Olivia Zarilla, a junior print journalism and broadcast journalism double major, said she loves to go to Honey Bones because of its location. 

“I love to go to Honey Bones because it is right across from Smith Hall, which is where most of my classes are located. So, it is actually more convenient than walking to the Student Center, and it is about the same price,” Zarilla said.

Honey Bones cook Justin Jenkins shares similar sentiments with Zarilla, but through a hands-on work experience.

“Working at Honey Bones is really chill, it’s like working at a mom-and-pop type place, and it’s not hectic like a corporate restaurant,” Jenkins said.

Sometimes working at bigger corporate style restaurants the owners do not make personal connections with their employee’s, Jenkins said, but that is not the case at Honey Bones. 

“The owners really know their employees and keep an eye on what goes on in their restaurants so they run smoothly,” Jenkins said. “Working in bigger restaurants or chain restaurants kind of feels like you are just part of a machine, like they know you are an employee, but they don’t know your name or how you’re contributing.
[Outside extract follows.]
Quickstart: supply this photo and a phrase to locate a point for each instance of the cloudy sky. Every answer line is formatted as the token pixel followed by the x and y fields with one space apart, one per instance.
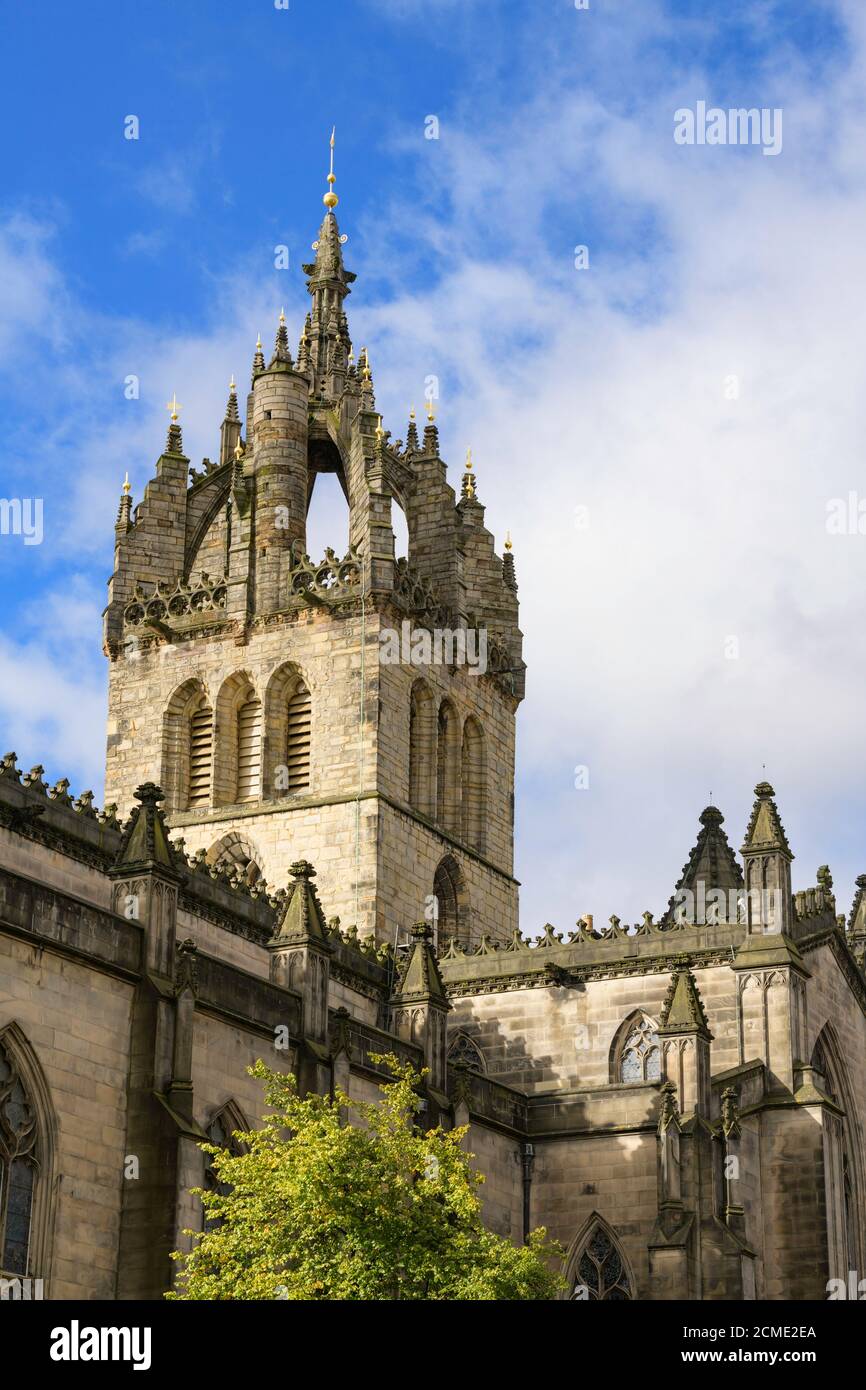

At Honey Bones, I feel like I am valued and the cooks and owners aren’t there just to make money, they genuinely care about the food and people and love what they are doing.” 

Honey Bones being close to campus allows students and faculty to take a break and get a bite to eat in-between classes.

“I usually sit down and eat because it is not very time-consuming, and if I have to get to class, I just take it with me,” Zarilla said. 

Zarilla said Honey Bones has an atmosphere where students can get away from campus for a bit, pull out a book or laptop and take time to study or find other ways to decompress without feeling rushed out as one might at other restaurants. 

Zarilla said Honey Bones also has great food, offering an array of sandwiches, chicken and waffles, salads and waffle fries. 

“My favorite thing to make is the waffle fry poutine,” Jenkins said. 

The owner of Honey Bones also owns Bahnhof, Black Sheep and the V-Club. All of these businesses are located in Huntington. 

“Throughout all those places, there is a resemblance in both the quality of the food and beer and the overall atmosphere,” Zarilla said. “While each place has something that makes it special, they are all welcoming, professional, relaxing and it is apparent the owner cared about the details to make them that way.”

Zarilla said she thinks all these businesses are relatively successful because, until several years ago, Huntington did not have a lot of options for different styles of cuisine. She also said there are not many places in the area with local artists, like at the V Club, so she thinks people enjoy those places because they bring the community together and expand it.